A partir de hoy, pues, nada cambia en Cataluña salvo la frustración de no alcanzar los objetivos perseguidos y complicar esos equilibrios políticos en los que se basa la formación de gobierno y el funcionamiento de las instituciones. Todos los resortes del Estado continúan vigentes y la jurisdicción de sus tribunales sigue rigiendo en Cataluña, como bien advierte Toño Fragua en un artículo publicado en La Marea. Pero, tras la erupción visceral del proyecto independentista, queda una tarea ingente por hacer centrada en la sensatez y la racionalidad: volver a la mesa del diálogo, abrir cauces a la negociación y buscar acuerdos que satisfagan a unos y otros. Esto es más fácil de decir que de hacer, pero no deja de ser un imperativo inmediato tras el resultado electoral de ayer. Hay que aceptar las reglas del juego en toda búsqueda de entendimiento que pretenda resolver los problemas. Desde el inmovilismo de unos y la radicalidad de otros no se consigue nada, salvo fracturas sociales de difícil cicatrización. Rajoy y Mas tienen que sentarse a negociar, desde el respeto a la ley, la lealtad institucional y con voluntad de pactar acuerdos, incluidos cambios en la Constitución, si fuesen necesarios.
Hay que abordar un nuevo modelo de financiación autonómica, hay que recuperar las reuniones de presidentes, hay que reformar definitivamente el Senado para convertirlo de verdad en una cámara territorial y hay que hacer figurar en la Constitución la estructura real del Estado, plasmando su configuración autonómica. Y hay que dar respuestas al sentimiento independentista de muchos catalanes, brindándoles la posibilidad de un autogobierno aún más eficaz, eficiente y recíprocamente más solidario con el conjunto del Estado del que forma parte, con pleno respeto a las leyes y los procedimientos democráticos. Ahora toca hacer pedagogía política para resaltar todo lo que se puede conseguir juntos y las ventajas que sólo se logran con la fuerza y el trabajo de todos, en todos los ámbitos: económico, social, cultural y político.

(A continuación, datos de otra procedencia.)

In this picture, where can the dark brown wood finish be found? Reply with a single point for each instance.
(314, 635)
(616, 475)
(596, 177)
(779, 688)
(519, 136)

Los verdaderos demócratas ajustan su comportamiento a la legalidad y no hacen lecturas interesadas y torticeras de los resultados, respetando escrupulosamente el veredicto de las urnas. Y lo que ha expresado el pueblo catalán es una división casi alícuota entre partidarios y detractores de la independencia. Un resultado que obliga a tender puentes y manos abiertas al entendimiento entre ambos sectores de la sociedad catalana como sólo se puede hacer desde la política: con diálogo, negociación y consenso. Y eso ha de empezar a hacerse desde hoy, tras las proclamas eufóricas de victoria que todos entonaron ayer a sus seguidores. Y ha de hacerse porque un 47 por ciento de los votos no son suficientes para proclamar unilateralmente la independencia, ni un 52 por ciento restante puede negar la existencia de un problema al que hay que dar solución. De ahí la pregunta: ¿Y ahora qué, Cataluña?